Are there controversies associated with theories such as full Darwinian macro-evolution? Sure there are. Michael Behe, a Biochemist from Lehigh University, recently published a book entitled: The Edge of Evolution, the Search for the Limits of Darwinism. In it he notes that Plasmodium falciparum, a parasite which causes Malaria, has developed resistance to new drugs. This is indeed a form of evolutionary change through adaptation. But why is it that these parasites have not evolved significantly in other ways? Why is it that malaria is still confined to the tropics and has not evolved to thrive in more temperate regions? He then argues that there are limitations or boundaries to classic Darwinian evolution. Dr. Behe is not alone in questioning the limitations to natural Darwinian evolution. Dr. Richard Sternberg, a former Smithsonian Biologist and now a researcher with the Biologic Institute, questions the whole concept of “junk DNA” as remnants left over from evolutionary change. He and others are finding that our DNA is a large and complicated treasure trove of messages turning genes on and off while moving and rearranging others. In addition there are numerous scientific papers recently published in refereed journals challenging key points within the theory of macro-evolution.

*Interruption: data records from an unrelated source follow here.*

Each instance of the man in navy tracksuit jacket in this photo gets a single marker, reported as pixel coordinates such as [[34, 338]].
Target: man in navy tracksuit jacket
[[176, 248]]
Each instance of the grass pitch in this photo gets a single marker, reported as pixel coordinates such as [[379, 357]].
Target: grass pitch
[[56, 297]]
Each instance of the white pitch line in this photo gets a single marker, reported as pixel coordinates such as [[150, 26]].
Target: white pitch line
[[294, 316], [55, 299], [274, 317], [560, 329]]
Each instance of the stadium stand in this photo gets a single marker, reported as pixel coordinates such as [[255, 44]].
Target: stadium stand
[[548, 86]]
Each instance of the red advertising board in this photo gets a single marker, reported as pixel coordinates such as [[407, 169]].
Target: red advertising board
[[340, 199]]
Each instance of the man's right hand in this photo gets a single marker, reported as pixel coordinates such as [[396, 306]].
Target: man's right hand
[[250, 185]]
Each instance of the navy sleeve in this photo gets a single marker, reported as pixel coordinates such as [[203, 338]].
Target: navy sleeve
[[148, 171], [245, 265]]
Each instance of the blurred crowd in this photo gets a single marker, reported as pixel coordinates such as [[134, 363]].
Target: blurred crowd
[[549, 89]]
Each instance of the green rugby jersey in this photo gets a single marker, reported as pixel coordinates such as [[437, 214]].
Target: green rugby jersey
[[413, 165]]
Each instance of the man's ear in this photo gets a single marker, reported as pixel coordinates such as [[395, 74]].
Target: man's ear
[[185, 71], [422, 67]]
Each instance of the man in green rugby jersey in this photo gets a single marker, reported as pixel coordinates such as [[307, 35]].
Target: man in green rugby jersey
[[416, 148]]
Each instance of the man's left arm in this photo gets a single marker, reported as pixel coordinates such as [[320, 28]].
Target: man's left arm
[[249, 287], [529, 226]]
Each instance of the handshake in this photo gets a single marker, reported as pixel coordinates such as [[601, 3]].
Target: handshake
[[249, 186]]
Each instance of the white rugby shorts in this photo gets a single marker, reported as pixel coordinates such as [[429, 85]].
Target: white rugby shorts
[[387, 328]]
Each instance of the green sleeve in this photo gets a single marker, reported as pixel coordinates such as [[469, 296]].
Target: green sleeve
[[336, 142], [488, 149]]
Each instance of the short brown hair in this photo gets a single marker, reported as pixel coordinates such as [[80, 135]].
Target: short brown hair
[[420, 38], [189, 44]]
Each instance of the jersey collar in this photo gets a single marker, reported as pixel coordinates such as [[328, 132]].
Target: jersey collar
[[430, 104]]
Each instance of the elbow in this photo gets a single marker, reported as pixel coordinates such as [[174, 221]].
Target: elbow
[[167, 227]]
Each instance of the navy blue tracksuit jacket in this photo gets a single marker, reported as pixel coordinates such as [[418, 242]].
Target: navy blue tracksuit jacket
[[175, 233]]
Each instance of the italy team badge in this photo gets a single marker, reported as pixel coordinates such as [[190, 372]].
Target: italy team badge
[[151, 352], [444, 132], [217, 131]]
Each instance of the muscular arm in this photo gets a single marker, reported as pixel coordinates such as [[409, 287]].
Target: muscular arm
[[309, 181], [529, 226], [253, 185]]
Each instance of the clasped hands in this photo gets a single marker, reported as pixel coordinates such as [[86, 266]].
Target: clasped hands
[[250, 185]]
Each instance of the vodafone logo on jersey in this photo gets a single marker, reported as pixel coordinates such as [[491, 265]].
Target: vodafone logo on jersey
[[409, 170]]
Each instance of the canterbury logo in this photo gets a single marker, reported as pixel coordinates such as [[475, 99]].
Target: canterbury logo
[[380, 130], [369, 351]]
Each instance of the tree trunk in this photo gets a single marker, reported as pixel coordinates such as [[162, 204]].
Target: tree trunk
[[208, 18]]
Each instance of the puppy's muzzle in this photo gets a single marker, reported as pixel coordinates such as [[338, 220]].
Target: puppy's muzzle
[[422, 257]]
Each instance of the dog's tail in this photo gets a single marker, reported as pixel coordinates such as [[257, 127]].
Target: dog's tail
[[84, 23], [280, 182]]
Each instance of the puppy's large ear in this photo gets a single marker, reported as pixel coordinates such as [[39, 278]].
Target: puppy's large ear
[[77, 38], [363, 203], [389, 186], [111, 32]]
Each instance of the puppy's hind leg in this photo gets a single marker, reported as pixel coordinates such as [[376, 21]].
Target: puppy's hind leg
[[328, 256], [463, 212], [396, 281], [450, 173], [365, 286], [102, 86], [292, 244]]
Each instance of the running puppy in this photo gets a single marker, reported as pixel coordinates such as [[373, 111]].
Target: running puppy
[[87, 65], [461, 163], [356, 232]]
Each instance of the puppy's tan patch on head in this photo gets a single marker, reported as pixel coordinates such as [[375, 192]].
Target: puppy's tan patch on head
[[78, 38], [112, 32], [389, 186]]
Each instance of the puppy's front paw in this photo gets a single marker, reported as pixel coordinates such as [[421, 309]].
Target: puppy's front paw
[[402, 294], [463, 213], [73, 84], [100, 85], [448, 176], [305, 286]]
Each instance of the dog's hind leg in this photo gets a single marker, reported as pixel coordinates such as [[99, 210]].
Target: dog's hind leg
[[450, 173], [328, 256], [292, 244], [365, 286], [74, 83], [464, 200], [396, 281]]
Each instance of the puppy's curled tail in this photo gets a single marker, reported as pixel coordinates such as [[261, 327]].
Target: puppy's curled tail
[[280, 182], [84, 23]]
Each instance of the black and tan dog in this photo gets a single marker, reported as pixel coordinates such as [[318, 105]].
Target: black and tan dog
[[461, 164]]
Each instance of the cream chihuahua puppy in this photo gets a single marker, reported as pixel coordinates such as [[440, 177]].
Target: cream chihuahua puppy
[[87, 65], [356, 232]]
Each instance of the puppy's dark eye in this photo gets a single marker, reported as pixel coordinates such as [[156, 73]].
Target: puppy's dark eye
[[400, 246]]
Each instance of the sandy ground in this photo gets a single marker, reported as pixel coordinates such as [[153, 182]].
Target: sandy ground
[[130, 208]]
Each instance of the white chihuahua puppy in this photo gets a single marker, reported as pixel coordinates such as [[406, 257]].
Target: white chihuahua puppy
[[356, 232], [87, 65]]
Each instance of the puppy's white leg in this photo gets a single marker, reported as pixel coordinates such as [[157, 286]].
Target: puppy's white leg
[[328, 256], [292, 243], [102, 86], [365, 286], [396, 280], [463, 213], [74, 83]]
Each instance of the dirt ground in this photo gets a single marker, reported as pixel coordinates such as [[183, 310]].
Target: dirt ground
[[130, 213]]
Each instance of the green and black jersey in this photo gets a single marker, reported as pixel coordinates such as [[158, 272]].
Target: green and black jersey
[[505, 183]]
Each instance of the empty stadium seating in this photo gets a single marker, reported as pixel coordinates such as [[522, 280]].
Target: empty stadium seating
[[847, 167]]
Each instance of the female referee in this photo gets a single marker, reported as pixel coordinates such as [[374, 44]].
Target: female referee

And no fewer than 850 Ph.D. scientists from around the globe have signed a petition questioning the extent of this theory.
I am not arguing for or against macro-evolution or any other scientific theory. But the bottom line is that critical thinking and analysis fosters good science. For high schoolers, their love of science and acumen for it will not come from memorizing and repeating text book prose, but rather by diving into the strengths and weaknesses of theories such as evolution.
The 20th century has gone down in history as the century of energy fueled by the atom, and the 21st century promises to be the century of medicine propelled by the gene. Amazing biomedical advances are on the horizon, and these will drive economic growth in the decades to come. Good scientists are needed to lead these advances, and the seeds of creativeness and innovation are sowed early in the high school years. Let us not deprive our kids and our nation of this opportunity to regain our world prominence in science, technology and economic might.